Info, bio, nano, or thermo? Turing’s revenge

People sometimes claim that we’re moving from the information age into the biotech age, or the nanotech age, or the age of energy. Will we really see such a shift, or is this just hype?

My recent thinking about the idea that everything should be code convinces me that the people claiming that such shifts will occur are wrong, at least in the case of biotech and nanotech.

It’s not that biotech and nanotech won’t make enormous, world-changing strides in the near future. They will. But the effect of many of those strides will be to bring biotech and nanotech effectively into the realm of information technology. Expressing biology and nanotechnology in the language of information allows you to set loose all the powerful ideas of computation. This is too much to pass up. So what we’ll see is not a shift, but rather a gradual convergence between the info, bio and nano worlds. Which of the three will have the upper hand, commercially, seems to me to be difficult to predict.

What about energy? Here the situation is different. Like information, energy has a fundamental, irreducible quality. Because of this, I expect we’ll see a complementary relationship between information and energy technologies, but one will never subsume the other.

3 comments

  1. Well, Dawkins, Venter and others have agreed that today genomics is a branch of information technology.

    As for energy, after reading Seth Lloyd I’m under the impression that it will become increasingly interwined with information technology; energy/entropy/information are different aspects of a same thing. Cf. reversible computation vs. energy comsumption, for instance. It’s a long shot, though.

  2. Here’s my guess: the technologies that are considered important will be the ones that we spend lots of resources on. e.g. advances in health care mean we spend an increasing share of GDP on that, whereas advances in food mean we spend a decreasing share of our income on that (apart from recently).

    So despite the Green Revolution, the 20th century is not considered the “age of food.”
    And if information technology becomes cheap and ubiquitous, it may lose the limelight.
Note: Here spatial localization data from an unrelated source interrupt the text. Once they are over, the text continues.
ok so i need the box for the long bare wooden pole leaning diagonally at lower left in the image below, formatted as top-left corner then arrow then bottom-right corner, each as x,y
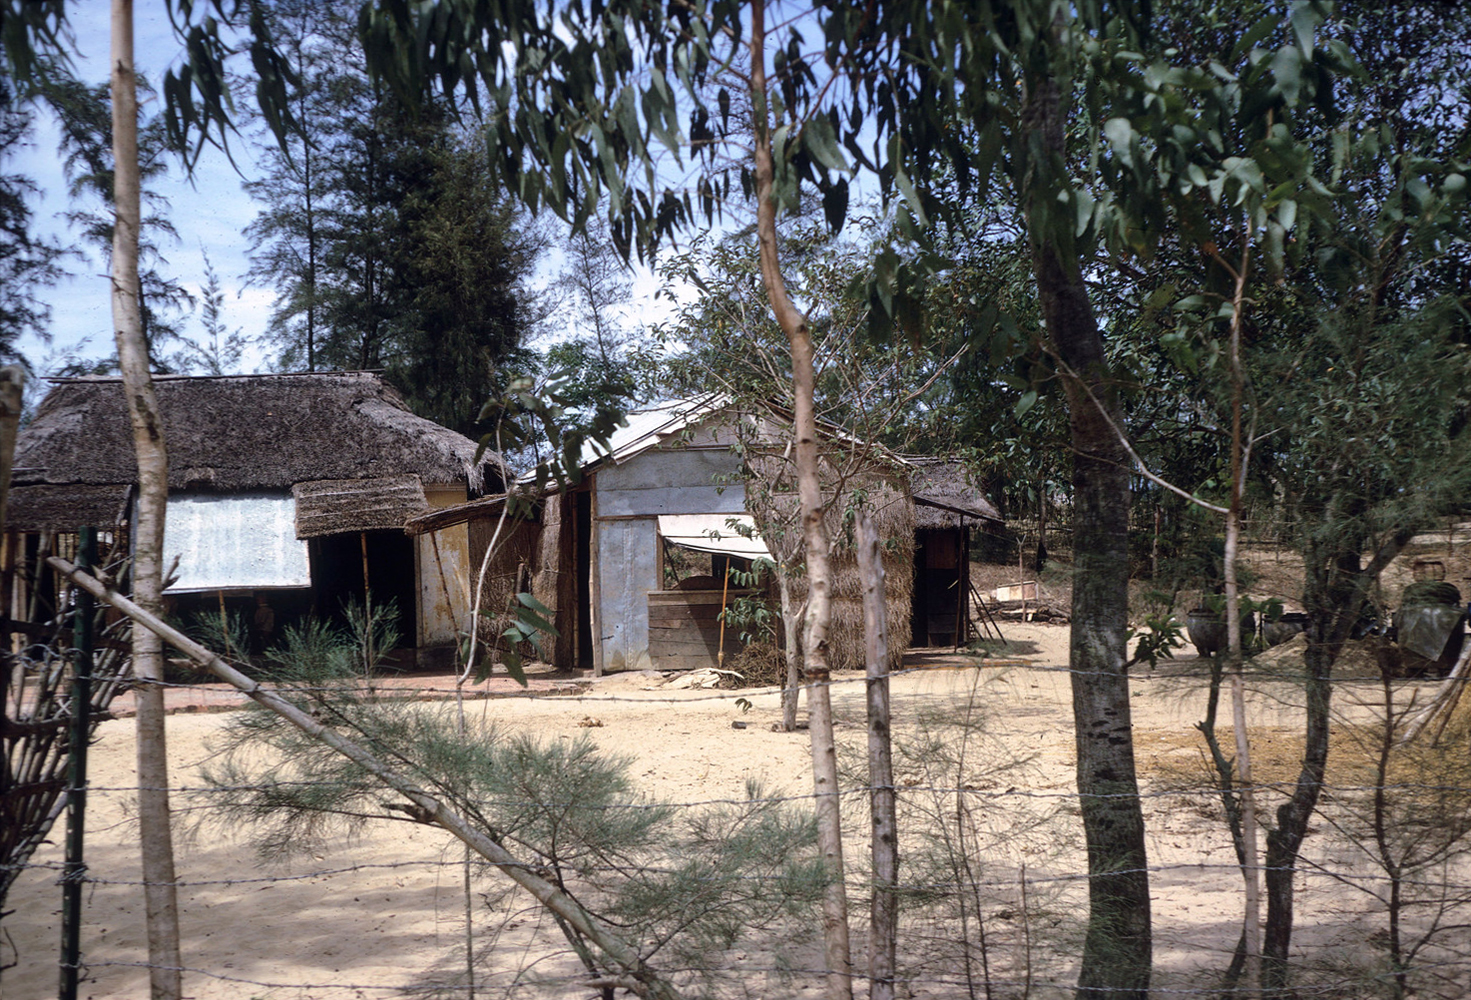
47,556 -> 680,1000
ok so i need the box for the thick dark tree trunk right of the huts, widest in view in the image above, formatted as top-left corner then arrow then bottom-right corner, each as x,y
1022,78 -> 1152,1000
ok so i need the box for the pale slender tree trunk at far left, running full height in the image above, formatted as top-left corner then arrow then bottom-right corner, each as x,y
112,0 -> 182,1000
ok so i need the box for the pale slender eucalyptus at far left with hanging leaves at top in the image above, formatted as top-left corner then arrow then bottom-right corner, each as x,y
0,0 -> 298,999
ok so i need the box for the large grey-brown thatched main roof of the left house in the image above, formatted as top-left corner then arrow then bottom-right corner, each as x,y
15,372 -> 499,497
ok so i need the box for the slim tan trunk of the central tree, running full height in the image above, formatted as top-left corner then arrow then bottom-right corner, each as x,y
750,0 -> 853,1000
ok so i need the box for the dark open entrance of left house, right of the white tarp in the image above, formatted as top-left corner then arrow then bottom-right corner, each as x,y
309,531 -> 419,649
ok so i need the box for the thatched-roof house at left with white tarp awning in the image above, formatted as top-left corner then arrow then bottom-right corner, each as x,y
6,372 -> 503,664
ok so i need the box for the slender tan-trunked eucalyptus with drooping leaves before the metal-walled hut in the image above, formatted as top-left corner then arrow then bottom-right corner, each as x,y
353,0 -> 941,997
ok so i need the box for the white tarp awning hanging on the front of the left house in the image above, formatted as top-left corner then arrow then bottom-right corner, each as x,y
163,494 -> 312,594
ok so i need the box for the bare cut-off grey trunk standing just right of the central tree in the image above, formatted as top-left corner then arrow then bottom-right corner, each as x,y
858,513 -> 899,1000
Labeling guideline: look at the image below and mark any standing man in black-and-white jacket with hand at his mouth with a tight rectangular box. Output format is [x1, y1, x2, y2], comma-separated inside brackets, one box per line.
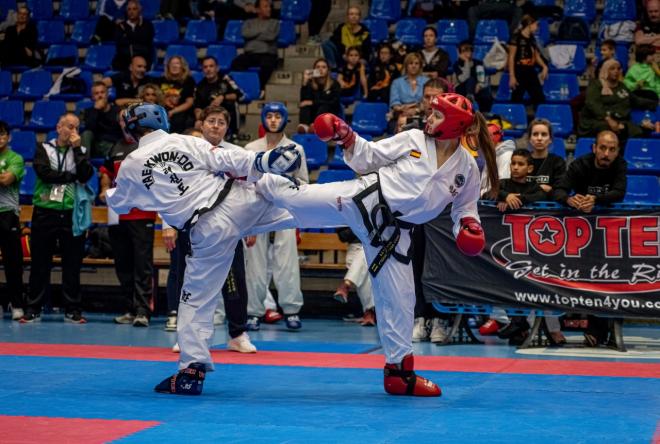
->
[21, 113, 94, 324]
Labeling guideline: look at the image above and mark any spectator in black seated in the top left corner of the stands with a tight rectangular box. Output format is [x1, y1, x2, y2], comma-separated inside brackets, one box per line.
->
[0, 6, 43, 68]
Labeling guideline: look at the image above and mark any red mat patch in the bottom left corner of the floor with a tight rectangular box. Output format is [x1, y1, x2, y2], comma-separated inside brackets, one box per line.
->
[0, 415, 160, 444]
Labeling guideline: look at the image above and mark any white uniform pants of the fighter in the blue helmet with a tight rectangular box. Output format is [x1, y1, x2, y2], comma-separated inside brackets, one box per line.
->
[177, 185, 296, 371]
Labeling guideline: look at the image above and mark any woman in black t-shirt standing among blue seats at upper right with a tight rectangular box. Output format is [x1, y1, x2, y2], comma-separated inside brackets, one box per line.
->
[508, 14, 548, 108]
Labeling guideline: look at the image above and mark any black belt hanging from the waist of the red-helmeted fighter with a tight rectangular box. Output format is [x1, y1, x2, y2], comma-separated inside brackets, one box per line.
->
[353, 174, 414, 276]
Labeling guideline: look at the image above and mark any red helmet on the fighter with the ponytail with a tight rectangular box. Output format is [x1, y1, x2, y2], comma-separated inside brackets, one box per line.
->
[424, 93, 474, 139]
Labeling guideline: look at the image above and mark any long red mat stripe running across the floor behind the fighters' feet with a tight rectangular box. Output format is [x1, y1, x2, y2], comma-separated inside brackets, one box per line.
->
[0, 342, 660, 378]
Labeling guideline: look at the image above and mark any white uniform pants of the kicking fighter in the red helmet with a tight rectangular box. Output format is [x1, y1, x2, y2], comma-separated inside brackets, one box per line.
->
[257, 174, 415, 364]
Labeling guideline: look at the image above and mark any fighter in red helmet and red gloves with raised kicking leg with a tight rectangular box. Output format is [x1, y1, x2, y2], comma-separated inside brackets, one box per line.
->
[257, 93, 497, 396]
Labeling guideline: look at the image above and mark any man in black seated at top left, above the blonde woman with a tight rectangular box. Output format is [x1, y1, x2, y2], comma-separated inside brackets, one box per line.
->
[112, 0, 155, 71]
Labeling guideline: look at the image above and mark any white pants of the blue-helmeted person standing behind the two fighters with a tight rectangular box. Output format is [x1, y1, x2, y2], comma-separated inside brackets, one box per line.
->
[245, 229, 303, 317]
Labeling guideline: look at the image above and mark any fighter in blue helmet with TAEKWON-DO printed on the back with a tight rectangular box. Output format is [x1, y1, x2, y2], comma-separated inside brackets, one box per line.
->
[107, 103, 300, 395]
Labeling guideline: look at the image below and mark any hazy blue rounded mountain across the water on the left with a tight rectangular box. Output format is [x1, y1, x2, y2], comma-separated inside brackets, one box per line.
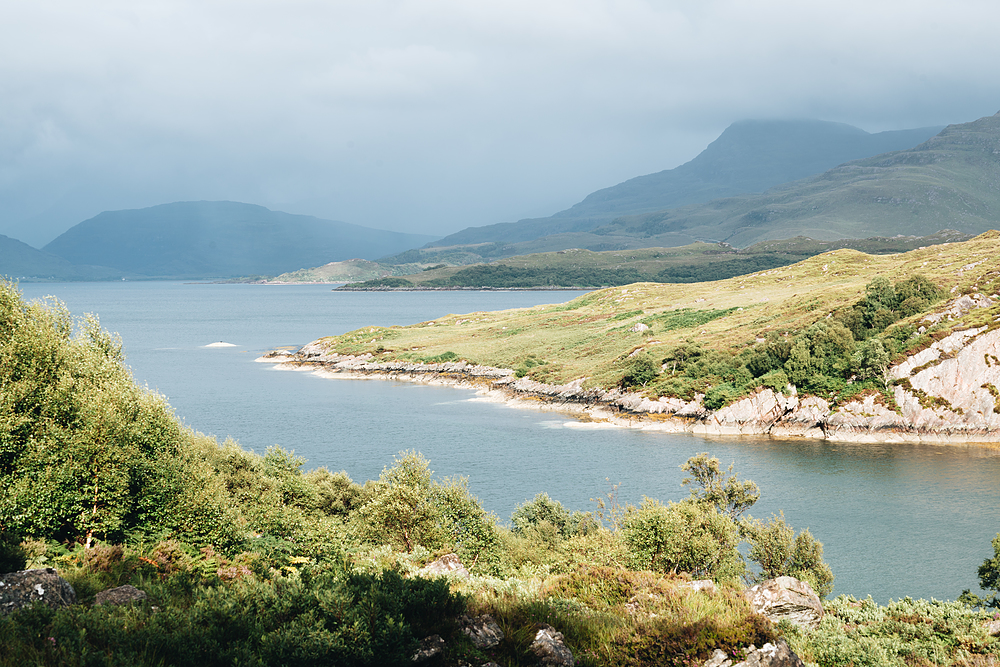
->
[44, 201, 434, 278]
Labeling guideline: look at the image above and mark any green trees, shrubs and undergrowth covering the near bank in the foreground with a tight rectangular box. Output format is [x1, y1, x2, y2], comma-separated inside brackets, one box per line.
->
[0, 285, 1000, 665]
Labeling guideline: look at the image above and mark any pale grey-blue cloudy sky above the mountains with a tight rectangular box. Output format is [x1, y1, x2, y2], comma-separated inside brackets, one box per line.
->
[0, 0, 1000, 247]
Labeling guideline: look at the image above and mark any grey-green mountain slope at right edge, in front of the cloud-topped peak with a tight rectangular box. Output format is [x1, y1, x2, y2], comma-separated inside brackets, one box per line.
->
[593, 113, 1000, 247]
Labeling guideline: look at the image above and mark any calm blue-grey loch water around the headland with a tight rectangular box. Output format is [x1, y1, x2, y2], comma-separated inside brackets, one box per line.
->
[20, 282, 1000, 603]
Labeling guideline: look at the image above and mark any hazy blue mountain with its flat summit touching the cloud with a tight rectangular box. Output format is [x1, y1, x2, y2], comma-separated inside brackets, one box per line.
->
[429, 120, 941, 247]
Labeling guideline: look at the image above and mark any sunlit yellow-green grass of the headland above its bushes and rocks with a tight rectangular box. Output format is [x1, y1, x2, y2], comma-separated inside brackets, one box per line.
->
[312, 232, 1000, 386]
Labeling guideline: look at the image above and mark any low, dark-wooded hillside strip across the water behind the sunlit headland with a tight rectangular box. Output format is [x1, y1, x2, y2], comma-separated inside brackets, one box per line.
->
[342, 230, 971, 290]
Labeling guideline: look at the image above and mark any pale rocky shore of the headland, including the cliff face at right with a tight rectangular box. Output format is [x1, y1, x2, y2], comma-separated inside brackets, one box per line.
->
[257, 316, 1000, 444]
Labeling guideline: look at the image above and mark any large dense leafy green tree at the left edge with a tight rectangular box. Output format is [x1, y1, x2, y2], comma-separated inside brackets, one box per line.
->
[0, 284, 184, 546]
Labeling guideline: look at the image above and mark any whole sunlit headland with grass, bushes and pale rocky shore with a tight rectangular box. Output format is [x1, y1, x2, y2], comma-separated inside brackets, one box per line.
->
[288, 231, 1000, 441]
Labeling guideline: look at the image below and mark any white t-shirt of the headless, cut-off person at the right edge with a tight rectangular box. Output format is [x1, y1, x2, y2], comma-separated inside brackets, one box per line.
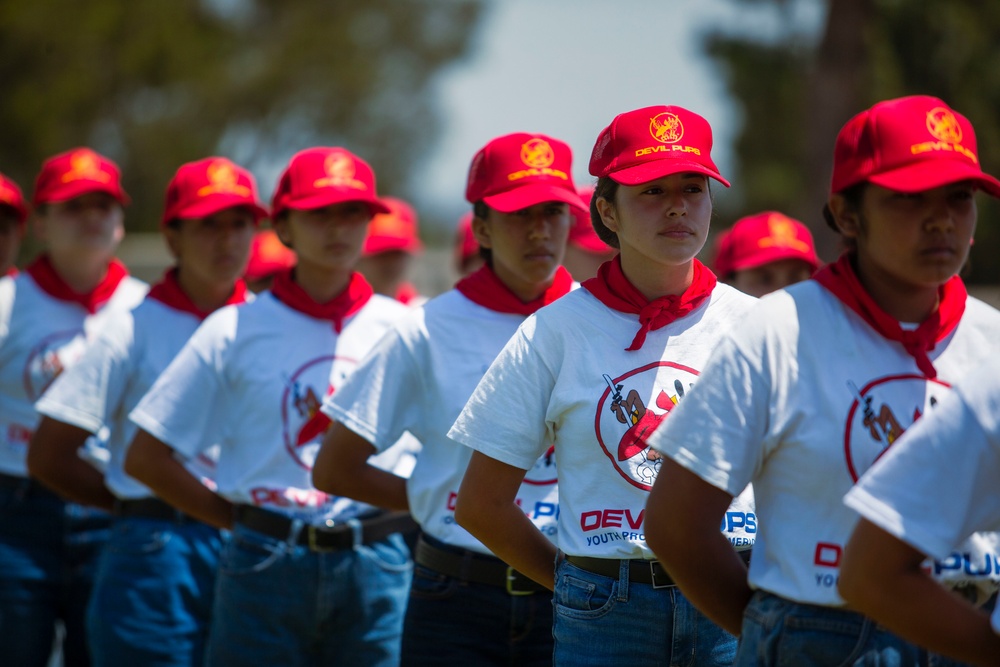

Biotech and energy, though, are likely to account for increasing fractions of our budgets, and so also will account for increasing shares of our attention.

  3. Aram – I doubt that all aspects of IT will become cheap and ubiquitous. Organizing information is a hard and poorly understood problem, and valuable to many outside IT. Because it’s hard and poorly understood, there is likely to be considerable stratification in how well it is done. Because it’s valuable to people outside IT, those people are likely to be willing to pay a premium for access to the best.